Possible financial aid for Egypt comes as the IMF says it expects other regional oil importers hit by unrest and soaring commodity prices to require external assistance, and it is making as much as $35bn available to them.
"We stand ready to help Egypt whenever they come to us," Dr Ahmed said in Dubai yesterday. "The basic objective would be to advance on their social agenda and maintain macro-stability over the next 12 to 18 months."
So far, Egypt appears the closest to tapping into the IMF funds as it says it requires between $10bn and $12bn to rebalance the economy after unrest that swept Hosni Mubarak from the presidency in February.
It has held talks with the IMF, the World Bank and other countries including the GCC about possible aid.
Samir Radwan, Egypt's finance minister, said on Tuesday the country was seeking a loan of about $4bn from the IMF.
The interim government is facing pressure to create jobs and raise wages and subsidies. But government spending power is limited after a drop in foreign investment and tourism revenues. Egypt's fiscal deficit is expected to swell from about 8 per cent to double-digits this year, said Standard & Poor's ratings agency.
Dr Ahmed said Egypt had yet to ask the IMF formally for funding.
"For us it's a two-part package as there's the financing but there's also the policies we are supporting," he said.
"We want that package to be home-grown and something the Egyptian authorities [can] develop with external stakeholders … to ensure its success."
Other cash-strapped oil importers beset by recent troubles are struggling to help their citizens cope with rising commodity prices.
Higher spending on subsidies and other fiscal incentives were offsetting the impact of recent unrest on economic growth in oil-importing nations, said Dr Ahmed.
But the higher expenditure carried risks, he warned.

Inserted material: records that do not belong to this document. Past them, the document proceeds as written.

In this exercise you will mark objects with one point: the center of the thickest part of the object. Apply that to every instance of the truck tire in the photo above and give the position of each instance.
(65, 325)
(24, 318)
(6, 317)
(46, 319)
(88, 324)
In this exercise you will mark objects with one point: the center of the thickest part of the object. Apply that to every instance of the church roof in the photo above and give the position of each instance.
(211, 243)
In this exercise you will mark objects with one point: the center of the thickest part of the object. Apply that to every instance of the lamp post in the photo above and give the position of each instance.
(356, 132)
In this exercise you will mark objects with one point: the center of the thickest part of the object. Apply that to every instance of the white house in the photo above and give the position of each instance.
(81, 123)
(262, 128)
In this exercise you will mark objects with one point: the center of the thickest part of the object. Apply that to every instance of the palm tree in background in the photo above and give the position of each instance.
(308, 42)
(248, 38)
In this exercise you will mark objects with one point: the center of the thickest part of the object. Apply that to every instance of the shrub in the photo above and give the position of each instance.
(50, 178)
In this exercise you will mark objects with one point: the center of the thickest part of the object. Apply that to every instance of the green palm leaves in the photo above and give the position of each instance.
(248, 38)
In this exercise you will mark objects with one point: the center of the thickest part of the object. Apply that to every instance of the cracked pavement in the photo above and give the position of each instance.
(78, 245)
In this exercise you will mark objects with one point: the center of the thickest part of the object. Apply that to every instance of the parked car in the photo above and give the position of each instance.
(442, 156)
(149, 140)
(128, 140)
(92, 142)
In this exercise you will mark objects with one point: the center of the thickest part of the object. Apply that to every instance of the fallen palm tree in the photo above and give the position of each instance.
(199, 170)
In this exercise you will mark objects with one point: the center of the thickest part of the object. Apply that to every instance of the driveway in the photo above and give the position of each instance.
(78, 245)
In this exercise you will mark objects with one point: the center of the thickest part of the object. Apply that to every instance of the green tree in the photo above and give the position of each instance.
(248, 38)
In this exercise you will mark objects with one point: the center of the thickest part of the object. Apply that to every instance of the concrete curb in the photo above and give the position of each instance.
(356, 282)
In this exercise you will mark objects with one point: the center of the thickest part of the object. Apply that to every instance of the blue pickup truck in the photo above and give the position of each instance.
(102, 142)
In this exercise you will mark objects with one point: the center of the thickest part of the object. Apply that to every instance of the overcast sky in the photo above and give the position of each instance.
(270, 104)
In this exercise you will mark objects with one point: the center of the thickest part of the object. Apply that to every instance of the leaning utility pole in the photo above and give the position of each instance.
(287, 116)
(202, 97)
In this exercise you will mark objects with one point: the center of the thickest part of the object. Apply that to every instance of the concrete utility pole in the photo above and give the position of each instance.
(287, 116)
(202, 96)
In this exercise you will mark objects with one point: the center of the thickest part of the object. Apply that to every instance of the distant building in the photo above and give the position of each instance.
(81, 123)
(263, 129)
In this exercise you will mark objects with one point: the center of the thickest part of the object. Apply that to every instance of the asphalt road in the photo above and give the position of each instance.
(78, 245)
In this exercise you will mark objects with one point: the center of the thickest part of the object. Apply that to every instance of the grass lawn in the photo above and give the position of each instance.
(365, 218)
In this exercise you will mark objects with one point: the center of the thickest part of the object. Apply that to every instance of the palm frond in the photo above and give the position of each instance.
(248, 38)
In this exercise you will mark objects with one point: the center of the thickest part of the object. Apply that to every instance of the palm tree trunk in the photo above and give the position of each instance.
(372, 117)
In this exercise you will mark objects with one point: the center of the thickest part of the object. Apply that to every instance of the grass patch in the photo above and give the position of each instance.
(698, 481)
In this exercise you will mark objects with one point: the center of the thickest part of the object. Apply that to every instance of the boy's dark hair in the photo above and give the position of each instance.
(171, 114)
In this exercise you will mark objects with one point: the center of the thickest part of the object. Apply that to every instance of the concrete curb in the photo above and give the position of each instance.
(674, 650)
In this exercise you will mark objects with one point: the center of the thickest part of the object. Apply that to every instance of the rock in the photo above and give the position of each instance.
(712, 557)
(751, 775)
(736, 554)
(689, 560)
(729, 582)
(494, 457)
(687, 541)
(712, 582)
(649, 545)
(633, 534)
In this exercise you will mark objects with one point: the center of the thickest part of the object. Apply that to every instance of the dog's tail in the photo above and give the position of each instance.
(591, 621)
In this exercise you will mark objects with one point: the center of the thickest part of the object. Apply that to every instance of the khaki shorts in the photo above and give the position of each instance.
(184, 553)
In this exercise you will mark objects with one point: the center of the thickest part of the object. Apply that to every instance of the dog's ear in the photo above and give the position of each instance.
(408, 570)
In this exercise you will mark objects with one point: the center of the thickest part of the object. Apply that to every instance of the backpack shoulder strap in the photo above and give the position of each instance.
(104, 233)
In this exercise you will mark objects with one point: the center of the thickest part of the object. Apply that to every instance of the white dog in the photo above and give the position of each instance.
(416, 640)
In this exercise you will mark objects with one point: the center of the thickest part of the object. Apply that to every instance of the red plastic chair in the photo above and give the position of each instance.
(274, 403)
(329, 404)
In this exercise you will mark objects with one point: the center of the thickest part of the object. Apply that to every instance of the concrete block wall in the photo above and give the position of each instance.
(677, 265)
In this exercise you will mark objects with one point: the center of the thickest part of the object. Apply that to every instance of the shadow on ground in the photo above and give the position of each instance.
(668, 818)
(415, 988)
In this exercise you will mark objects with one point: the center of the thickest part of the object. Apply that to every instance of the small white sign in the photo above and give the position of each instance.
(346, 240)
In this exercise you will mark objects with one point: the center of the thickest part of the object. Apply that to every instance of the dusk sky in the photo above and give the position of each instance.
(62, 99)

"In many countries the fiscal packages will strain budgets to the point that they will need external help to see them through the financing of costs this year without imposing a big strain on government budgets or borrowing so much from the domestic market that they crowd out the private sector," said Dr Ahmed.
No other governments had yet held talks with the IMF about financial aid, he said. In addition to the IMF, other possible sources of external funding included GCC states and long-term development funds from the World Bank, he said. The $35bn was calculated based on the size of oil importers' quotas with the IMF, he said.
"The $35bn is part of a process that meets their initial finance needs, their transitions and modernising their approaches," he said.
Regional governments have for years been urged by the IMF to do away with subsidies, which account for about 8 per cent of overall GDP in the Middle East and North Africa. Instead, it argues, more targeted social safety nets are required to help those worst off. But expecting the withdrawal of subsidies in the short-term was unrealistic, said Dr Ahmed.
"Over the coming year, increased social spending is necessary for social cohesion," he said.